Buffett has never been afraid of investing in companies with a strong upside in an emerging industry that have sound fundamentals and that's what Infigen looks like to me.
Looking ahead to 2020, if Infigen can continue to deliver strong numbers I think its current $0.55 valuation could represent a bargain buy.
2. BHP Group Ltd (ASX: BHP)
The BHP share price has been hit hard by the recent escalation in the US–China trade war in August, falling 14% lower in the last 30 days.
However, I think BHP's current $34.72 per share valuation could be a temporary dip, which represents a buying opportunity for speculative, value-based investors.

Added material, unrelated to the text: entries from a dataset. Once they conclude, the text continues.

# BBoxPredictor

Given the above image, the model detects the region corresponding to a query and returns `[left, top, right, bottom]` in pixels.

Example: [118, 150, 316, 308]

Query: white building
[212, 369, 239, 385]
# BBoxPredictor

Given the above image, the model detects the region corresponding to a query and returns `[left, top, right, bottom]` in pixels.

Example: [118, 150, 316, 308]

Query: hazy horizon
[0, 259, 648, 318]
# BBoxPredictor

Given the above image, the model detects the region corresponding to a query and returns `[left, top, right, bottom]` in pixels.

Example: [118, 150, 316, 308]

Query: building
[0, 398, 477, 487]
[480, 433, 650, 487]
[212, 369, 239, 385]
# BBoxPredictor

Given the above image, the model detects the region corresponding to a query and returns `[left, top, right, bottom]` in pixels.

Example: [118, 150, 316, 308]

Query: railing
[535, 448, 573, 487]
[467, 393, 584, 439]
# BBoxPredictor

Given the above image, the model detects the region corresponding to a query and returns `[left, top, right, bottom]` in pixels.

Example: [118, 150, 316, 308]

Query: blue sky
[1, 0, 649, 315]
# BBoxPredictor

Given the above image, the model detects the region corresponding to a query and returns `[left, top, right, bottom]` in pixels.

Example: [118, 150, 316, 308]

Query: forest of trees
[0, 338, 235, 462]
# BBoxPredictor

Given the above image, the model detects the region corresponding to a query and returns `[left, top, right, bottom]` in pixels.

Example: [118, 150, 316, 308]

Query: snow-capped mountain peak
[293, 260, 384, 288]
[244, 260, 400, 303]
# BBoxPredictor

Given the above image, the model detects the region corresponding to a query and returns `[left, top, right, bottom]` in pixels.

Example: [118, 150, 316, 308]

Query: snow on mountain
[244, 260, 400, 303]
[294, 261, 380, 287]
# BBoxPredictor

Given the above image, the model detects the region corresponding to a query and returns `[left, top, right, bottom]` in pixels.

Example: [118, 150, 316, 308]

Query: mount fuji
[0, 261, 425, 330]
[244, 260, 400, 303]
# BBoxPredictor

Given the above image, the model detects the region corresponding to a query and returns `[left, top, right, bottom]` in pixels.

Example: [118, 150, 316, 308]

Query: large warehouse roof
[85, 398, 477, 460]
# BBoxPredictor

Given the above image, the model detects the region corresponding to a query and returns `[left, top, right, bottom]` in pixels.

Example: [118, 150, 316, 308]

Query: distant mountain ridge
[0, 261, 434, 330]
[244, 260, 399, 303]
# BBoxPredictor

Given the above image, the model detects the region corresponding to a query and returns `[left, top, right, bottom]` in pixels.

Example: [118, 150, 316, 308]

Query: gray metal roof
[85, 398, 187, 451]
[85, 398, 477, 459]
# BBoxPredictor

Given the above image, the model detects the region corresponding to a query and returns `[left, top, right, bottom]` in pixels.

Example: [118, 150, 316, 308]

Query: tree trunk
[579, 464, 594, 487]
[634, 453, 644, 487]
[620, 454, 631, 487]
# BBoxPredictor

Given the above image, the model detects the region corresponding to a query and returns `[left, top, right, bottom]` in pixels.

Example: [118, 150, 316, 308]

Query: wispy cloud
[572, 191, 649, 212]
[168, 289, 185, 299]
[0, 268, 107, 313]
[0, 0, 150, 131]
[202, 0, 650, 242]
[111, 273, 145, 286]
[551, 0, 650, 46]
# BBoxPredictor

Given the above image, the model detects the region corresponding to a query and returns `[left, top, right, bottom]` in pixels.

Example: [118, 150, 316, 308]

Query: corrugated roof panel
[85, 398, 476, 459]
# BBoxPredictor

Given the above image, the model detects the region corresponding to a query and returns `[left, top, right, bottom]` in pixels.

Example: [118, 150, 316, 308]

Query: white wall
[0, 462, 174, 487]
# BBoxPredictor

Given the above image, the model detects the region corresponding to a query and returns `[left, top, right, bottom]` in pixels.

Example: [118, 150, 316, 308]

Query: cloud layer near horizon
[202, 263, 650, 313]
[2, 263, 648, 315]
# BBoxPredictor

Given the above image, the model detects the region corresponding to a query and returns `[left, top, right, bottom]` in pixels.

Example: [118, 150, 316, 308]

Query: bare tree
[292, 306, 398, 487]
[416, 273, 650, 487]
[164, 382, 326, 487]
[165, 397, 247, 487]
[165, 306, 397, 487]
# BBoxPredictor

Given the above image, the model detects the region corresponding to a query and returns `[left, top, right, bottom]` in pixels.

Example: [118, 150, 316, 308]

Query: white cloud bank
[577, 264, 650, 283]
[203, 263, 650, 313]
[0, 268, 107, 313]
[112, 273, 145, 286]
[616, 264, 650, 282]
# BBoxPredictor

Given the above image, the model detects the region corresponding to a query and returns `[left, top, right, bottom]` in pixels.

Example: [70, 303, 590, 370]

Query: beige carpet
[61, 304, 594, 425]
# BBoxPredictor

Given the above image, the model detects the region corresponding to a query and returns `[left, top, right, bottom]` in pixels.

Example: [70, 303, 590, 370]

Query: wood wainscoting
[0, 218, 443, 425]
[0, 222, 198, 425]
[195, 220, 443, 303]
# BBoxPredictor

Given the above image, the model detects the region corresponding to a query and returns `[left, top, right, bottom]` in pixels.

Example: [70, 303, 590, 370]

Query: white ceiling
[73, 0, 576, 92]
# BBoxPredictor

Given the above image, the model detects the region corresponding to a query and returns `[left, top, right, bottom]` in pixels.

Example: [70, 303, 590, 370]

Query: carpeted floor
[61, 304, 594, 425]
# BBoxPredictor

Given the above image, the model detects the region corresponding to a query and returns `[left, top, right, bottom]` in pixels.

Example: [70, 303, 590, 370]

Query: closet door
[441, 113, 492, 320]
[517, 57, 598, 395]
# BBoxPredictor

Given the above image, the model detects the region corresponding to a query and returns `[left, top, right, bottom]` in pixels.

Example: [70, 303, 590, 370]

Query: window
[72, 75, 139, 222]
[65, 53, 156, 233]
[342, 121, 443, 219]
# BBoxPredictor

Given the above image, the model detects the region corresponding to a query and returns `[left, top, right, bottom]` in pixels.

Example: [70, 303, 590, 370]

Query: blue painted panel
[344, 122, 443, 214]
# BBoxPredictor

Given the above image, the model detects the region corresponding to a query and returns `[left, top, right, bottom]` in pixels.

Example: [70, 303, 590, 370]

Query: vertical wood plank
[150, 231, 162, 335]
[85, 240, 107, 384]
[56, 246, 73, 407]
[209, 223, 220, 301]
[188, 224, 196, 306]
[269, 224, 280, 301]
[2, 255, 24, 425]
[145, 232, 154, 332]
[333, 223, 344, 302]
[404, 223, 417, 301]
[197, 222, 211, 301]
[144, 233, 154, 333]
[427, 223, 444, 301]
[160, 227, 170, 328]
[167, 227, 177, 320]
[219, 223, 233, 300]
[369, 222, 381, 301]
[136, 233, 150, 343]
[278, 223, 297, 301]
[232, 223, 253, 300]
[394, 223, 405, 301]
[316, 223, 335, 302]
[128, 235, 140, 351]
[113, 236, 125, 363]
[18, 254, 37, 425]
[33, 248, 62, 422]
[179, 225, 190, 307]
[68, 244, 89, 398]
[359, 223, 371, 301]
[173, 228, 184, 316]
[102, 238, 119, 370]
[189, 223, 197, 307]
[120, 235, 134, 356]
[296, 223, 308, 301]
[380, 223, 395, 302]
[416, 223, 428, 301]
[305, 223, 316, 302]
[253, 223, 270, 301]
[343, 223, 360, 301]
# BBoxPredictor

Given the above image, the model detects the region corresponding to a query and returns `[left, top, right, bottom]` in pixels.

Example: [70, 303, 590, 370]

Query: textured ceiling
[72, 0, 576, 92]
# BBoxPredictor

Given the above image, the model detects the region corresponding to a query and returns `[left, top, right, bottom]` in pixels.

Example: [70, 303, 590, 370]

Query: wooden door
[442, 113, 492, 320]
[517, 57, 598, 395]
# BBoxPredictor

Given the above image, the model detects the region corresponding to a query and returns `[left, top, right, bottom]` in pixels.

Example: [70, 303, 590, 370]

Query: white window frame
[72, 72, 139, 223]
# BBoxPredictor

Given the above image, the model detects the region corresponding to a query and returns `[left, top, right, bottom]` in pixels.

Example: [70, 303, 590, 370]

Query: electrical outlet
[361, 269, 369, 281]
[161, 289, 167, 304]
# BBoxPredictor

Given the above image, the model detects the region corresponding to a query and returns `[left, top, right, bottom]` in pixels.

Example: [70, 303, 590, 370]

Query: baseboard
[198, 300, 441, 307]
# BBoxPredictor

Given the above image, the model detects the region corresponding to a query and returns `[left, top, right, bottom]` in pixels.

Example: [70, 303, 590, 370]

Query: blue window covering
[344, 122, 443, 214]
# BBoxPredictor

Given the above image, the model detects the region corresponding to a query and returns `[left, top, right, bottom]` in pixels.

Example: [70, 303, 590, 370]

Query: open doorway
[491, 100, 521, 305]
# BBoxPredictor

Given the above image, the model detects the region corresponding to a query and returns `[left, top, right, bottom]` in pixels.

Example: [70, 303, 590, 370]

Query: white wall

If and when the USA and China reach a resolution of sorts, the cloud hanging over Chinese demand for products should be lifted and I wouldn't be surprised to see a strong rebound from BHP and its fellow Resources sector peers.
3. Coca-Cola Amatil (ASX: CCL)
Buffett is known for his love of physical goods and manufacturers, and I think Coca-Cola Amatil could fit the bill.
While the Coca-Cola share price hasn't been on fire in 2019, it did reach a new 52-week high last week after reporting its full-year earnings.
Coca-Cola reported total revenue up 5% to $2,427 million while statutory net profit after tax (NPAT) shot 6.3% higher to $168 million.
Buffett has famously been a big investor in parent company Coca-Cola and I think the Aussie group may be a better bargain buy.
The company recently finalised the sale of troubled fruit and vegetable cannery SPC for $40 million and could be in good shape to turn its recent performance around.
Given the stock trades at an earnings multiple of 19x and offers investors a 4.4% dividend yield, I think Coca-Cola could make an attractive buy to the right portfolio.